As it pertains to Knight’s dramas, a curious occurrence happens to each of these older brothers during the arc of their respective shows, particularly in relation to their younger brothers.  

At some point in every series, Tommy Shelby realizes that despite everything, the one person he needs by his side is his older brother, Arthur. He needs him as he takes down crime boss Billy Kimber and expands the family business; he needs Arthur to be the one to end the vendetta with the American mafia, and, finally, to be his strength and support as Tommy faces his dark and uncertain future in the final series, telling Arthur in the darkness of a damp cellar, “You will change because I need you.”  

Similarly, in House of Guinness, faced with looming political trouble, wanting to expand the brewery, and to continue the family legacy of philanthropy in Ireland, Edward Guinness looks to his older brother Arthur – the only person he can – to fulfill the other half of the inherited partnership and to gain political ascendancy, their father’s MP seat, for the cause of good. He needs him.  

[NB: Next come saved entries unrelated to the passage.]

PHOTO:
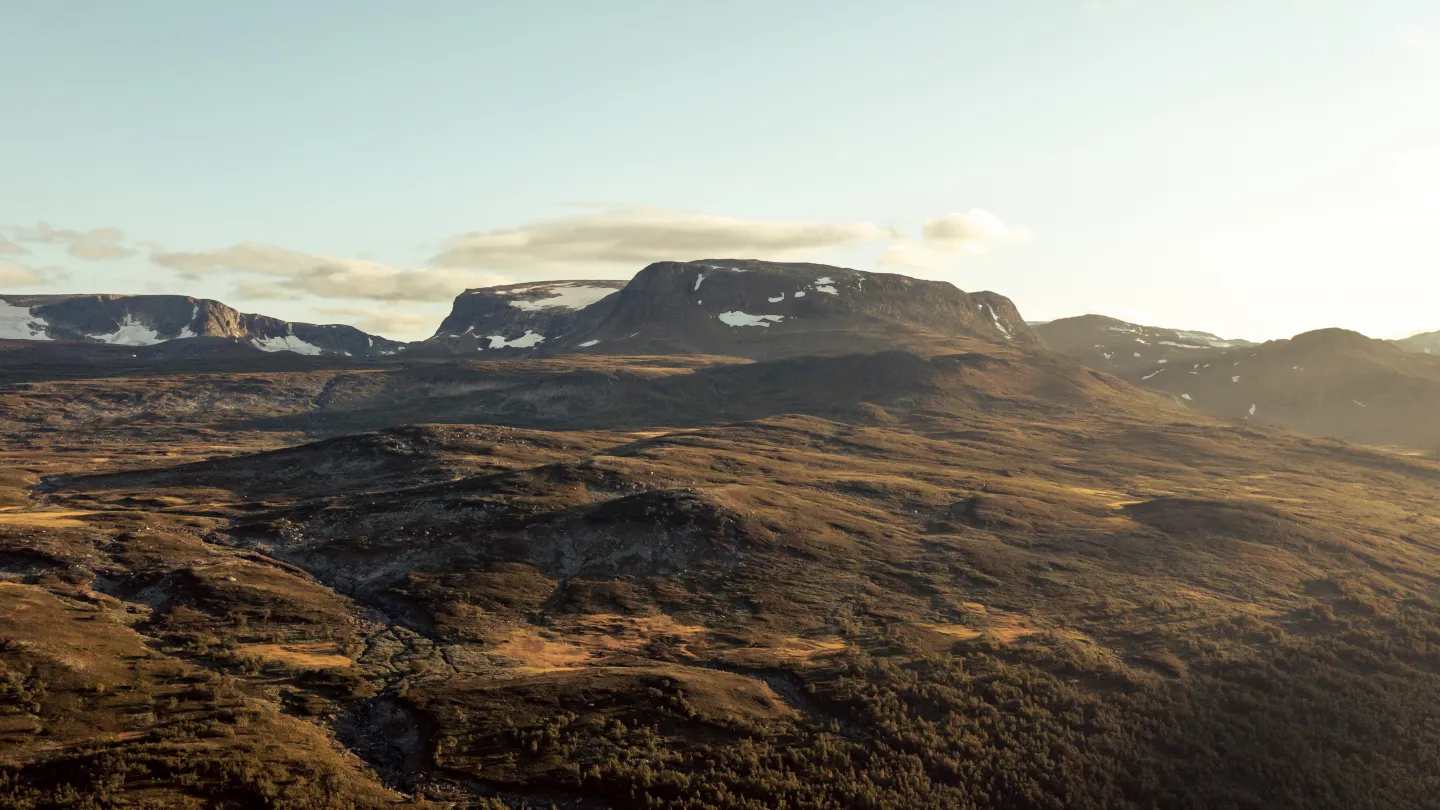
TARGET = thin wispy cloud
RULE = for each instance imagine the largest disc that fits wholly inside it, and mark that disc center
(9, 248)
(632, 238)
(389, 322)
(97, 244)
(954, 235)
(20, 276)
(294, 274)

How do these older brothers—otherwise unfit for duty—respond?  

In each case, paradoxically, they don’t crumble under the weight of expectation, but heartily rise to the occasion, becoming the man who their younger brother needs them to be. They are able to do this, by the way, not because there was some secret unfulfilled potential inside them all along (clearly they are who they are), but because despite their self-destructive patterns, the older brothers actually step up when needed because the younger brothers treat them as though they are worthy of being needed.  

Put another way, having worthiness ascribed to them makes them feel worthy, and the result is that they change, they deliver, and their own self-worth changes with it. They each become, as it were, a new man. 

What are we to draw on from this?  

Returning to Christianity’s understanding of relationships – with both God and one another – we find its second essential claim: it is that God knows that our lives are not perfect and harmonious, that we do struggle, that we do have dreams and expectations unrealized, all of which can, depending on the severity, leave one quite weighed down and without a clear path forward.  

If there is good news that can be spoken into that state (and there is), it is that God is not a father with his arms crossed forever disappointed in his firstborn. He is a father who sees the whole picture, knows all the facts, and he has done something about it in the great narrative arc of the Christian story – the crucifixion and resurrection of Jesus. The result of which is that we flawed individuals are seen not as those who fail to love and obey God perfectly but as those who are worthy of being wanted.  

If we can learn anything from these brothers in Knight’s dramas, it is that we need not climb out of imperfection and into success to be unburdened. We find that being seen as worthy is enough. And that changes – as it does for Arthur Shelby and Arthur Guinness – everything.